Bella Bradley ’29 and Amanda Denney ‘26 played A, and A’s father, B respectively. The father-daughter relationship between the two is quite complicated. While A and B were super close when A was young, B has been missing for most of A’s life, believing that his monetary support could replace his fatherly presence. A lives with Mother (Barbara Yang ’26) and only occasionally sees B and Grandma (Julia Starke ’29), usually for a meal and an unnatural exchange of scripted questions and answers. However, despite the distance between them, B asks A to write a preface for his new gardening book he titled A Letter to My Daughter. This task assigned by B torments A, who dislikes writing, doesn’t know much about gardening, and feels disconnected from her father.
Distance is portrayed cleverly in this play with the separation between A and B being physically depicted by the gap between the father and daughter’s music stands, preventing A from seeing B. Instead, B is only capable of seeing Flashback A (Rosemary Pagliano ’29), a younger version of A that B fondly remembers from when they were much closer.

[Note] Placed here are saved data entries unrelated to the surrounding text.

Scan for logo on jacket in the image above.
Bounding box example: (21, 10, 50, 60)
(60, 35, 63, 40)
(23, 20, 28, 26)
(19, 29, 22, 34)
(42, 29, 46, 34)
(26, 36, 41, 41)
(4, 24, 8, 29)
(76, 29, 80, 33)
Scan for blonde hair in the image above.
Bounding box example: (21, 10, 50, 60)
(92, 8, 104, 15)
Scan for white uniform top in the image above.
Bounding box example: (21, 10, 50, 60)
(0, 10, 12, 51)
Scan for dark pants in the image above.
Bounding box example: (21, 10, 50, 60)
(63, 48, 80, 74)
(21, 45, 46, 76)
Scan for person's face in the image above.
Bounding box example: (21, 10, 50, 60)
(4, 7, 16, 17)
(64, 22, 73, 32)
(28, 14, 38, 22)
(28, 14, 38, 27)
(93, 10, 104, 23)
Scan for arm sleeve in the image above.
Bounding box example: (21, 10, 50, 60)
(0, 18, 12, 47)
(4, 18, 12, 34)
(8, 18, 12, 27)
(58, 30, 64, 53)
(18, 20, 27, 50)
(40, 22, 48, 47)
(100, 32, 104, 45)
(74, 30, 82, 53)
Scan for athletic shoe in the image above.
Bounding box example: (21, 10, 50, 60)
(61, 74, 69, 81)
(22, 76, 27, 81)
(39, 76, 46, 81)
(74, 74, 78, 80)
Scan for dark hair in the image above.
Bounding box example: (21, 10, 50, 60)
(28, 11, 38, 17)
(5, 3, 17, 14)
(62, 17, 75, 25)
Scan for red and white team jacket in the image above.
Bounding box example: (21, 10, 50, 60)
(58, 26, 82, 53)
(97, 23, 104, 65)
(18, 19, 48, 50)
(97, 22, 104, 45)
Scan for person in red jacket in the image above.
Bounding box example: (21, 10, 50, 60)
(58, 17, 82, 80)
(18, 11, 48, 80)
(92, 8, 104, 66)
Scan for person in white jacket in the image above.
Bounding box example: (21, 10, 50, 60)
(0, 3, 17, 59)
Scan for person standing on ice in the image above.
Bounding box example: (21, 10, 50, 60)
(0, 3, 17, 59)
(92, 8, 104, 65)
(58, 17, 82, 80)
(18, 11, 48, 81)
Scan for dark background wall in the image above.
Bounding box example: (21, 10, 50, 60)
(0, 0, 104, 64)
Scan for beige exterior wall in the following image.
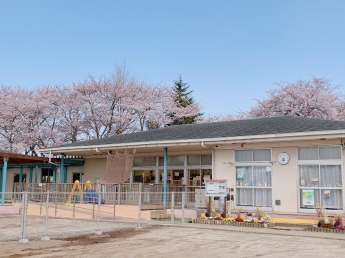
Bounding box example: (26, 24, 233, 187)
(83, 158, 107, 183)
(211, 139, 345, 214)
(214, 149, 234, 188)
(66, 166, 85, 183)
(271, 146, 298, 213)
(5, 168, 30, 192)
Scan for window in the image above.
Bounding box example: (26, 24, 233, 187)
(41, 168, 53, 183)
(235, 166, 272, 208)
(235, 149, 272, 208)
(201, 155, 212, 165)
(188, 169, 212, 187)
(188, 156, 200, 165)
(298, 146, 343, 210)
(133, 157, 156, 166)
(133, 170, 156, 183)
(235, 149, 271, 162)
(298, 146, 341, 160)
(158, 170, 183, 184)
(159, 156, 184, 166)
(187, 155, 212, 165)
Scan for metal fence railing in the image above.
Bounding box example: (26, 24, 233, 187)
(0, 188, 216, 242)
(13, 183, 205, 202)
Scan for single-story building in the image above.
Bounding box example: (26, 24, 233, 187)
(4, 116, 345, 215)
(0, 151, 83, 206)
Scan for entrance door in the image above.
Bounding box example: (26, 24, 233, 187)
(41, 168, 53, 183)
(72, 173, 84, 183)
(13, 174, 27, 192)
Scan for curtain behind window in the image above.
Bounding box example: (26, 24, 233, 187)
(319, 146, 341, 160)
(253, 149, 271, 162)
(298, 147, 318, 160)
(236, 188, 252, 206)
(255, 188, 272, 207)
(235, 150, 252, 162)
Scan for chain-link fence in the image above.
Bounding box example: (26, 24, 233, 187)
(0, 188, 213, 242)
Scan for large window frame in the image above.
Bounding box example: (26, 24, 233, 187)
(298, 146, 343, 211)
(132, 155, 212, 186)
(235, 149, 272, 210)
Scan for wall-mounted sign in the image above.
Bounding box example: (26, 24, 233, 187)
(205, 179, 227, 197)
(324, 190, 330, 199)
(236, 168, 245, 179)
(302, 189, 314, 205)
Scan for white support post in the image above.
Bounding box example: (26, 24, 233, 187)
(182, 192, 185, 223)
(117, 184, 121, 204)
(113, 190, 116, 220)
(137, 183, 142, 229)
(73, 200, 75, 218)
(54, 192, 58, 217)
(19, 192, 28, 243)
(95, 191, 102, 235)
(171, 192, 175, 224)
(41, 191, 50, 241)
(92, 197, 95, 219)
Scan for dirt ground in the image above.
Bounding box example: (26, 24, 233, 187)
(2, 218, 345, 257)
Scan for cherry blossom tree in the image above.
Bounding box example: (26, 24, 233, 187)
(53, 85, 86, 143)
(0, 85, 62, 154)
(126, 83, 173, 131)
(0, 86, 26, 152)
(243, 77, 343, 120)
(74, 66, 138, 139)
(0, 65, 204, 153)
(197, 113, 237, 123)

The play opens with a conversation between B and Flashback A, who sees her father as a protective tiger figure and draws lines on his forehead to match her drawings. This opening scene gently invites the audience into the relationship they will see startlingly unravel throughout the play as the scenes jump back and forth in time, and merge past and present characters in powerful confrontations and confounding overlaps.

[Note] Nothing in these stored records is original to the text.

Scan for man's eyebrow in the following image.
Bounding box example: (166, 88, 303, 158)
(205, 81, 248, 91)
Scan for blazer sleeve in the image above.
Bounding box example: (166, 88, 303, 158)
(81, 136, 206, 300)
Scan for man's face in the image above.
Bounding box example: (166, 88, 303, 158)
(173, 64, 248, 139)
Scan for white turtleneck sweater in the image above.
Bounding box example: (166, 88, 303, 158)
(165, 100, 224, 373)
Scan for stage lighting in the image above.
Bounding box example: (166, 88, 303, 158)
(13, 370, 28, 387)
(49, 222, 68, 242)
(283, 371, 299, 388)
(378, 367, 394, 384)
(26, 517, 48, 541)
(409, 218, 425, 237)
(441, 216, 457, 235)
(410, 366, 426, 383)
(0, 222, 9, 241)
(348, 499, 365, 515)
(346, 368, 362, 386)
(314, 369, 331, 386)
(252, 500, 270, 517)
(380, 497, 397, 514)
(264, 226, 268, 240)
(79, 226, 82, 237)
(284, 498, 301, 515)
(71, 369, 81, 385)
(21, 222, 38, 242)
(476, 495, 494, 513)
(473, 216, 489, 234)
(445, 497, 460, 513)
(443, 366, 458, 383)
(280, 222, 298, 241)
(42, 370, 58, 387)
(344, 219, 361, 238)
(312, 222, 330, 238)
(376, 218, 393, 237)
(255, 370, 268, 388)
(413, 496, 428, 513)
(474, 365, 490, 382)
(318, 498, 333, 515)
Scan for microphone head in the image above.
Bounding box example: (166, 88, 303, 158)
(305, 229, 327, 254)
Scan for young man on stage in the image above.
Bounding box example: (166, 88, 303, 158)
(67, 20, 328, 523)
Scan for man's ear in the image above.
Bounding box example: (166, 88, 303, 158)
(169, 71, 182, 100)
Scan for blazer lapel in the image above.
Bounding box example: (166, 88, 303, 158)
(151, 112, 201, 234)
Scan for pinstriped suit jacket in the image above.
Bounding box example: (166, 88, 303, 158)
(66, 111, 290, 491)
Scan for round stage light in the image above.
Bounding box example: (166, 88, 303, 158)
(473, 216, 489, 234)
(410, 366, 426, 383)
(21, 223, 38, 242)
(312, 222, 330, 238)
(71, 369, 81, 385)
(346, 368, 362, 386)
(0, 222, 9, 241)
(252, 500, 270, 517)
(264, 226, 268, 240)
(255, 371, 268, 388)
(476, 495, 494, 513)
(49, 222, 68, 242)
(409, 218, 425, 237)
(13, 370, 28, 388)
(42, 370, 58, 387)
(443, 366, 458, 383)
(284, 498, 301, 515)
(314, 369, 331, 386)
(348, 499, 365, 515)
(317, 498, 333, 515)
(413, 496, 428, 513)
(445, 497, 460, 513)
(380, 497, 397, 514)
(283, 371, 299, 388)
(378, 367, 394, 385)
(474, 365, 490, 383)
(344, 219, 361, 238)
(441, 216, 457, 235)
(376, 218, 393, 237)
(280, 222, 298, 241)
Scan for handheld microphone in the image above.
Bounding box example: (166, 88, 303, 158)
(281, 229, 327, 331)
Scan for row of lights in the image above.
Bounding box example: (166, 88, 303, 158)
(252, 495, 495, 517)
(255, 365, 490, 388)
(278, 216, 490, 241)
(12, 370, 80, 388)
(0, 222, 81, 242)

Throughout the play, A struggles with her task to write a preface for her father’s book. As if suggestions from Mother and guilt trips from B aren’t enough to completely overwhelm her, A is also inundated by the voices of Flashback A and Shadow (Harry Fitzgerald ‘29), who often appears as a mirror image of B, following A anywhere she goes.

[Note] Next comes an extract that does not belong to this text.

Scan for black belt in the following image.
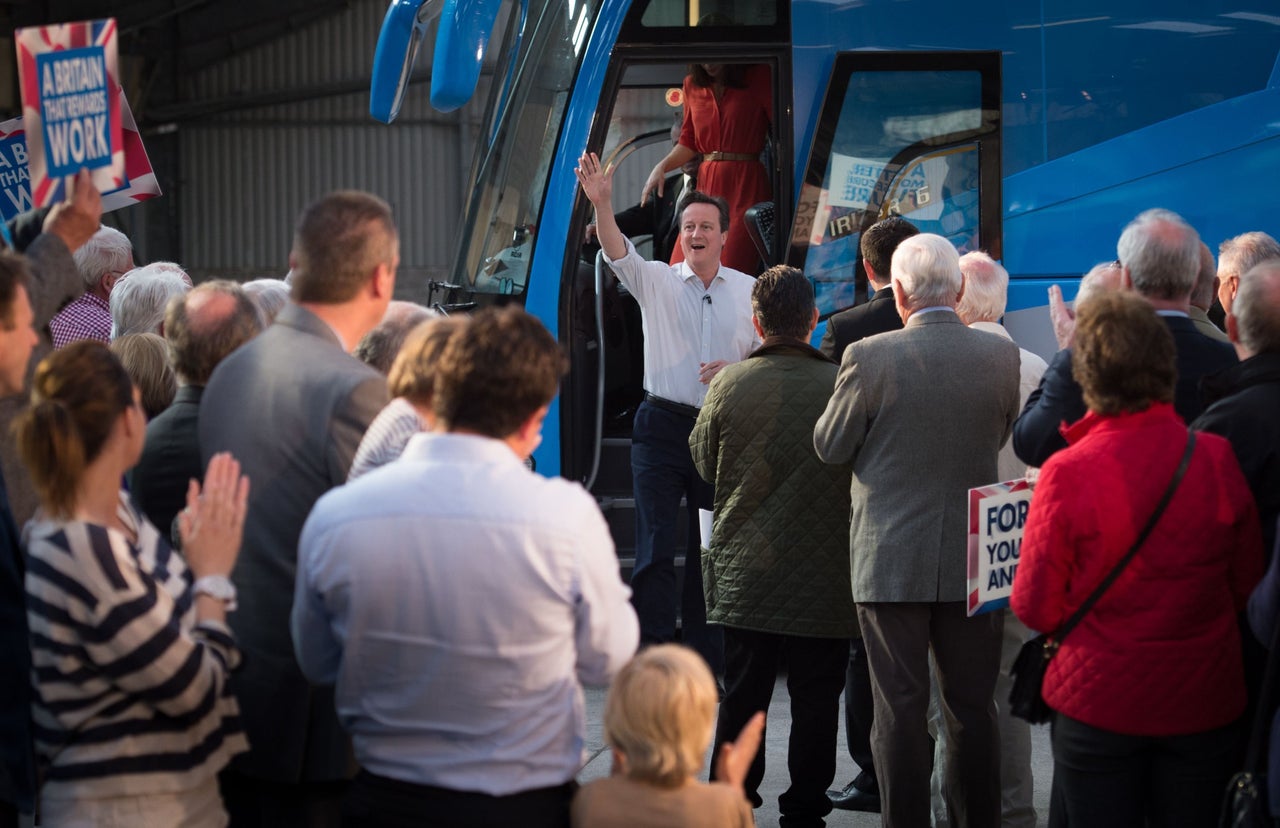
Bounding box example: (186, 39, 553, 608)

A tries to write the preface, but all she can come up with is the haunting story of a plane crash in a blizzard that she tells to Mother. A details how the pilot and passengers have no special skills to help them survive, and as the scene unfolds, it’s revealed that B is the pilot and A and Mother are the passengers destined to freeze unless B can get them out of the situation. A tries to talk to B, but B can’t hear her. He only responds to Flashback A and ensures her safety while leaving A and Mother to endure the cold.